Three days later another release from U.S. military public affairs came headlined: “Reporter detained for alleged insurgent activity.” It said the reporter was carrying CBS News press credentials. “Military officials detained this individual and are conducting an investigation into his previous activities as well as his alleged support of anti-Iraqi insurgency activities. The military has said that ‘There is probable cause to believe that (the detainee) posed an imperative threat to coalition forces. He is currently detained … and will be processed as any other security detainee.'”

Larry Doyle, the CBS bureau chief in Baghdad, told the Associated Press that he had received an e-mail from U.S. officials at the Abu Ghraib prison that Mr. Hussein “appeared to be instigating a crowd” in Mosul.

CBS News reported at the time that U.S. authorities claimed to have found tape in Mr. Hussein’s camera that led them to believe he may have had prior knowledge of certain attacks. CBS News made multiple unsuccessful requests for the camera Mr. Hussein was using at Mosul a year ago and for the videotape that was in it .

Mr. Hussein’s trial originally was scheduled for two weeks ago. CBS News claimed it was informed only 12 hours prior to that date that the trial had been scheduled. “That didn’t allow his American lawyer to get over there,” said Linda Mason, CBS News senior VP for standards and special projects. So the trial was rescheduled for this week.

The two-week delay allowed the American lawyer to return to Baghdad and meet once during the weekend of March 25 with Mr. Hussein.



New Review Process

That was just days after Maj. Gen. John Gardner, the commander of U.S. detention operations, announced the fast-forward review process that would include the opportunity for news organizations to speak on behalf of detained employees.

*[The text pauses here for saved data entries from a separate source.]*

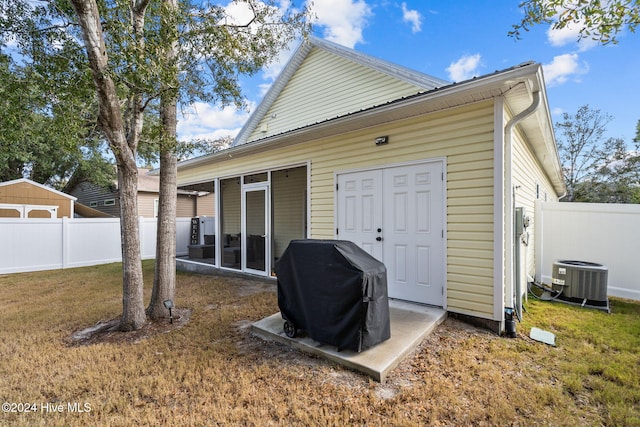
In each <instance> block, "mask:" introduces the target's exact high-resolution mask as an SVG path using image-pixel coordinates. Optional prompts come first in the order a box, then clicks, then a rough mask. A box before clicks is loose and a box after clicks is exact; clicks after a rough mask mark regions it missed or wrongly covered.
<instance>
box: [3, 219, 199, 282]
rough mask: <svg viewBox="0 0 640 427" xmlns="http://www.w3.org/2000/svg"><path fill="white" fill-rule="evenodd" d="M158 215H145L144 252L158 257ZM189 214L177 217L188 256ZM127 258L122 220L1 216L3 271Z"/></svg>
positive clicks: (142, 238) (140, 241)
mask: <svg viewBox="0 0 640 427" xmlns="http://www.w3.org/2000/svg"><path fill="white" fill-rule="evenodd" d="M156 224H157V221H156V219H155V218H142V217H141V218H140V252H141V255H142V258H143V259H149V258H155V256H156V226H157V225H156ZM190 227H191V219H190V218H178V219H177V220H176V234H177V236H176V253H177V255H186V254H187V252H188V251H187V245H188V244H189V238H190ZM119 261H122V248H121V244H120V219H119V218H99V219H89V218H74V219H70V218H59V219H15V218H0V274H6V273H21V272H27V271H37V270H53V269H60V268H73V267H83V266H88V265H96V264H106V263H110V262H119Z"/></svg>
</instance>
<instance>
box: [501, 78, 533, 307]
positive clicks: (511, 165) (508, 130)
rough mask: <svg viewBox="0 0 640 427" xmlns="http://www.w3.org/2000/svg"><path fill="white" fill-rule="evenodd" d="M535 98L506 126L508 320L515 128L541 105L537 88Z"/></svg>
mask: <svg viewBox="0 0 640 427" xmlns="http://www.w3.org/2000/svg"><path fill="white" fill-rule="evenodd" d="M532 95H533V100H532V101H531V105H529V106H528V107H527V108H526V109H525V110H523V111H521V112H520V113H518V114H516V115H515V116H513V117H512V118H511V120H509V121H508V122H507V124H506V125H505V127H504V142H505V144H504V145H505V185H504V200H505V204H504V209H505V210H506V212H505V215H504V218H505V230H504V232H505V234H504V237H505V242H511V243H510V244H506V248H505V249H506V250H507V253H506V254H505V261H506V272H507V274H506V282H507V283H506V286H505V293H506V296H507V300H506V301H505V304H506V306H505V307H506V308H505V320H507V312H509V313H512V312H513V309H514V291H515V290H514V283H515V281H516V280H517V278H516V277H515V269H514V267H513V265H514V263H515V260H514V255H515V254H514V252H515V250H514V246H515V243H514V213H515V195H514V190H513V189H514V186H513V135H512V133H513V128H514V126H515V125H516V124H518V123H519V122H520V121H522V120H524V119H526V118H527V117H529V116H530V115H531V114H533V113H534V112H535V111H536V110H537V109H538V107H539V106H540V91H539V90H535V91H534V92H532Z"/></svg>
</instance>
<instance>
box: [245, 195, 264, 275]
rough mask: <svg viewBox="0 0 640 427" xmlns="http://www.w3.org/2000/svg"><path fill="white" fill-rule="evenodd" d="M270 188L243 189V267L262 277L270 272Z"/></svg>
mask: <svg viewBox="0 0 640 427" xmlns="http://www.w3.org/2000/svg"><path fill="white" fill-rule="evenodd" d="M268 189H269V186H268V185H266V184H258V185H246V186H244V189H243V199H244V200H243V201H244V209H243V224H242V240H243V245H242V265H243V270H244V271H247V272H250V273H254V274H260V275H265V276H266V275H267V274H268V272H269V265H268V264H269V263H268V260H269V248H270V244H269V233H268V230H269V199H268Z"/></svg>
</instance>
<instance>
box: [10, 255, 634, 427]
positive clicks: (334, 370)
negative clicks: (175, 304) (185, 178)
mask: <svg viewBox="0 0 640 427" xmlns="http://www.w3.org/2000/svg"><path fill="white" fill-rule="evenodd" d="M145 277H146V278H147V280H148V283H147V285H148V286H147V292H149V289H148V288H150V280H151V278H152V264H151V263H150V262H145ZM121 298H122V296H121V270H120V265H119V264H112V265H106V266H97V267H89V268H81V269H73V270H61V271H48V272H40V273H29V274H16V275H8V276H3V277H0V301H2V302H3V303H2V306H1V307H0V309H1V310H2V311H3V312H2V317H1V319H2V329H1V330H0V357H1V360H2V363H1V364H0V378H1V380H0V399H1V400H2V401H3V402H14V403H29V404H35V405H37V409H38V411H36V412H30V413H12V412H9V413H6V412H5V413H2V414H0V425H41V424H42V425H60V426H62V425H64V426H73V425H132V424H140V425H169V424H177V425H198V426H199V425H255V426H261V425H298V426H302V425H305V426H306V425H336V426H337V425H340V426H342V425H345V424H347V423H350V424H356V425H408V426H411V425H585V424H586V425H602V424H608V425H634V424H635V425H640V409H639V404H640V385H638V378H639V377H640V375H639V372H638V369H639V368H638V367H639V366H640V342H639V341H640V304H636V303H629V302H625V301H619V300H614V301H613V303H612V305H613V314H611V315H608V314H606V313H602V312H597V311H594V310H585V309H579V308H574V307H570V306H566V305H561V304H550V303H543V302H538V301H532V302H531V303H530V304H528V309H529V314H528V315H527V316H526V318H525V322H524V323H523V324H520V325H518V328H519V337H518V338H517V339H505V338H500V337H497V336H495V335H492V334H491V333H489V332H486V331H483V330H481V329H477V328H474V327H471V326H468V325H466V324H464V323H461V322H459V321H455V320H452V319H449V320H447V321H446V322H445V323H444V324H442V325H441V326H440V327H438V328H437V329H436V331H435V332H434V333H433V334H432V335H431V336H429V337H428V338H427V339H426V340H425V341H424V342H423V343H422V345H421V346H420V347H419V349H417V350H416V352H415V353H414V354H413V355H412V356H411V357H409V358H407V359H406V360H405V361H404V362H403V363H402V364H401V365H400V366H399V367H398V368H396V369H395V370H394V371H393V372H391V374H390V375H389V377H388V380H387V382H386V383H384V384H378V383H376V382H374V381H371V380H369V379H368V378H367V377H364V376H362V375H360V374H357V373H353V372H351V371H348V370H344V369H343V368H341V367H339V366H336V365H334V364H332V363H330V362H327V361H324V360H321V359H318V358H315V357H311V356H307V355H304V354H301V353H299V352H297V351H294V350H291V349H289V348H287V347H285V346H282V345H279V344H275V343H268V342H263V341H261V340H260V339H258V338H255V337H253V336H251V335H250V333H249V328H248V326H249V325H250V324H251V323H252V322H254V321H256V320H259V319H262V318H264V317H266V316H268V315H271V314H273V313H274V312H276V311H277V299H276V293H275V286H274V285H272V284H268V283H262V282H257V281H251V280H243V279H234V278H220V277H208V276H200V275H191V274H183V273H179V274H178V292H177V298H176V301H175V303H176V306H177V307H178V308H179V309H189V310H190V318H189V319H188V322H187V321H186V320H187V319H186V318H185V319H182V320H183V324H181V325H180V326H181V327H180V328H173V329H172V328H166V324H165V325H164V326H163V325H162V324H159V325H155V326H153V327H152V328H150V329H149V330H147V331H146V332H145V333H142V334H141V336H139V337H137V338H136V339H125V340H122V339H119V338H118V339H116V338H114V336H113V335H111V336H110V338H109V339H108V340H102V342H100V343H94V344H91V345H75V344H74V345H70V344H69V343H70V341H69V339H70V337H71V336H72V334H73V333H75V332H77V331H80V330H82V329H85V328H87V327H88V326H92V325H95V324H96V323H97V322H99V321H106V320H108V319H113V318H114V317H115V316H116V315H117V314H118V313H119V312H120V310H121ZM146 298H147V299H148V298H149V294H148V293H147V294H146ZM167 323H168V322H167ZM531 326H538V327H541V328H543V329H547V330H550V331H552V332H554V333H556V334H557V343H558V347H549V346H546V345H544V344H541V343H538V342H535V341H532V340H530V339H529V338H527V337H526V335H527V334H528V331H529V329H530V327H531ZM85 403H86V404H88V407H90V411H87V412H82V413H78V412H71V411H69V410H68V409H69V404H70V405H71V406H70V408H71V409H76V408H79V407H81V408H84V406H82V405H84V404H85ZM48 404H51V405H52V406H53V405H64V409H65V411H64V412H62V413H58V412H56V413H52V412H51V411H49V412H47V411H45V410H42V409H41V405H45V409H46V405H48ZM74 405H76V406H74ZM78 405H79V406H78Z"/></svg>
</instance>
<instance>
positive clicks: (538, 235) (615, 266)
mask: <svg viewBox="0 0 640 427" xmlns="http://www.w3.org/2000/svg"><path fill="white" fill-rule="evenodd" d="M535 221H536V222H535V224H536V226H535V233H536V236H535V237H536V278H537V279H538V280H541V281H542V282H544V283H551V271H552V268H553V262H554V261H556V260H578V261H588V262H595V263H598V264H603V265H604V266H606V267H607V269H608V280H607V283H608V290H607V293H608V295H610V296H617V297H621V298H629V299H634V300H640V274H639V272H640V205H622V204H603V203H542V202H536V217H535Z"/></svg>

Asked why the new procedures couldn’t be applied to Mr. Hussein’s case-the longest such case of the seven detentions documented in the last year by the Committee to Protect Journalists-CPJ Middle East program coordinator Joel Campagna said, “What the U.S. military would say is he is being given [due process], and he is going before an Iraqi criminal court, and the court will make its determination.”

However, Mr. Campagna said, “This guy was processed by the U.S. military months ago, referred to the Iraqis for prosecution and basically the Iraqi court said, ‘We have nothing to prosecute this guy on.’ Then he sort of reverted back to U.S. custody in sort of this legal limbo.”

There was no reply to a request for comment e-mailed to the U.S. Central Command public information officer assigned to the Hussein case.

Whether there is any reason to wonder if it also might be tinged with payback for CBS News’ role in exposing the abuse of detainees at Abu Ghraib, Ms. Mason won’t say and other U.S. TV news executives discount.

More than one news executive was reluctant to say much about his Iraqi employees out of fear for those employees’ security.

“It’s a real issue for them,” ABC Foreign News Director Chuck Lustig said. “I think there’s a concern among all of us that this has happened to an employee of CBS News.”

Mr. Campagna said the other seven detentions CPJ documented in Iraq in the last year had ended “without any charges being made or any sentencing or any affirmation of any misconduct.”

Mr. Hussein came recommended to CBS News by Iraqi stringers with whom the news organization had worked for years, CBS’s Ms. Mason said.

“We feel he was qualified to be a cameraman for us. However, we have always said that if the Iraqis or the U.S. military had something about him that indicates that he is an insurgent, we would like to know because we would like to change our vetting procedures,” she said. “All we’re asking is that he have a fair trial with due diligence and due process so we can all see the evidence one way or the other.

“We’ve got our fingers crossed that on April 5 it’s resolved and we find out once and for all what the story is.”